In the chief support to the main event and the televised opener of the night, the fans were treated to an entertaining 10 round featherweight scrap between Los Angeles Californias Joseph Diaz Jr.(19-0, 11 Kos) and Puerto Rico’s Jayson Velez (23-1-1, 16 Kos). After a slow initial feeling out round, the fight quickly became a bruising affair with the harder thudding shots of Diaz doing the most damage. Velez had the much longer reach but elected to fight on the inside for most of the fight giving all the advantage to Diaz. There was an extended series in the 2nd and 3rd rounds where Diaz focused solely on Velez midsection with thundering hooks to both flanks. This seemed to take most of the starch out of most of Velez shots until the later stages of the bout. Velez touches began to redden Diaz face in the later rounds causing a small cut over Diaz left eye.
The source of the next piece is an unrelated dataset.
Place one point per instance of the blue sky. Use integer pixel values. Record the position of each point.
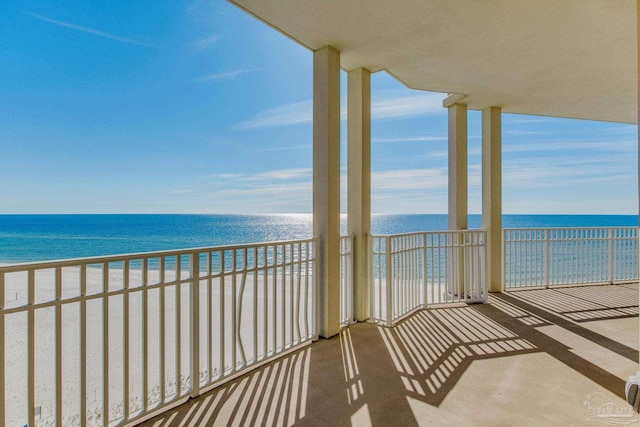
(196, 107)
During the end of the 5th and carrying over to the beginning of the 6th round, the crowds attention shifted to a spectator entering the arena, huge cheers ring out, pandemonium, Steph Curry, the reigning MVP of the NBA and star of the 2015 NBA champion Golden State Warriors had entered the building and taken his ringside seat.
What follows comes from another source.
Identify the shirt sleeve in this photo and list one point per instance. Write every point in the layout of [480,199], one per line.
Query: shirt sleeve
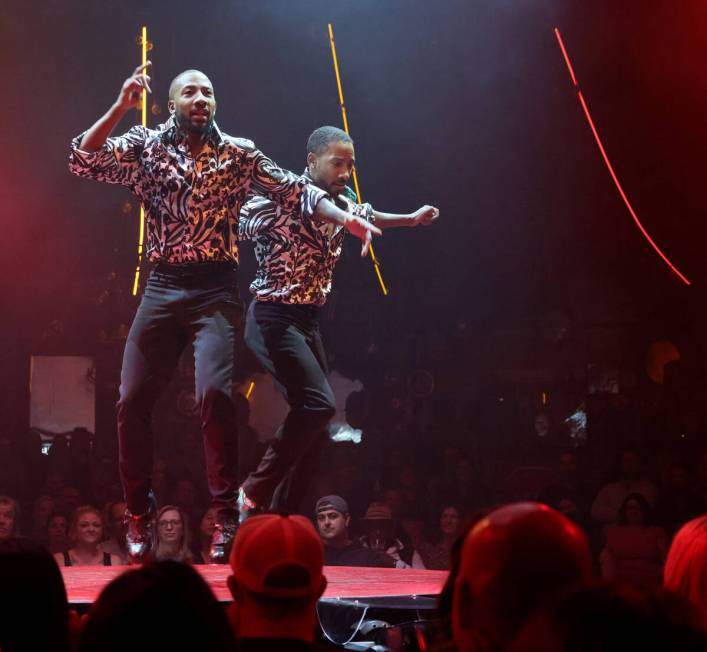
[285,188]
[117,161]
[257,216]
Velez who was on the receiving end of a mostly one sided beating came alive in there the 7th and 8th rounds and briefly seemed to be the fresher of the 2 fighters as Diaz was well spent. This Velez revival was short lived however as Diaz closed the show strongly in the last 2 rounds repeatedly hitting Velez with sickening combos that rocked Velez head back even causing Velez eyes to roll. The reading of scores at the conclusion was academic as it was clear that Joseph Diaz had won in a major way. Joseph Diaz took a big step up in class in this fight and proved that he is ready to take on bigger challenges and make some noise in the featherweight division.


 Semi-Semi main

Daniel Twitch Franco (12-0-3, 7 kos) was gifted a peculiar final round stoppage vs his vastly more experienced opponent German Meraz (52-37-1, 7 Kos) both fighting at the featherweight limit of 126 lbs. German didn’t do much offensively in the bout and was merely there to spoil Daniel Franco’s rhythm by moving around and shuffling awkwardly. The highlight of the fight came in round 4 when Daniel Franco rushed out of his corner at the start and dumped German with a sizzling right cross. The remainder of the fight was a rinse repeat with each round a copy of the previous. With about a minute left in the 8th and final round the ref inexplicably jumped in and called a halt to the bout while German was blocking a hook from Franco. Daniel Franco is being pushed hard by Ro Nation sports as their future featherweight star and he really needs to step it up in the future to fulfill those lofty expectations.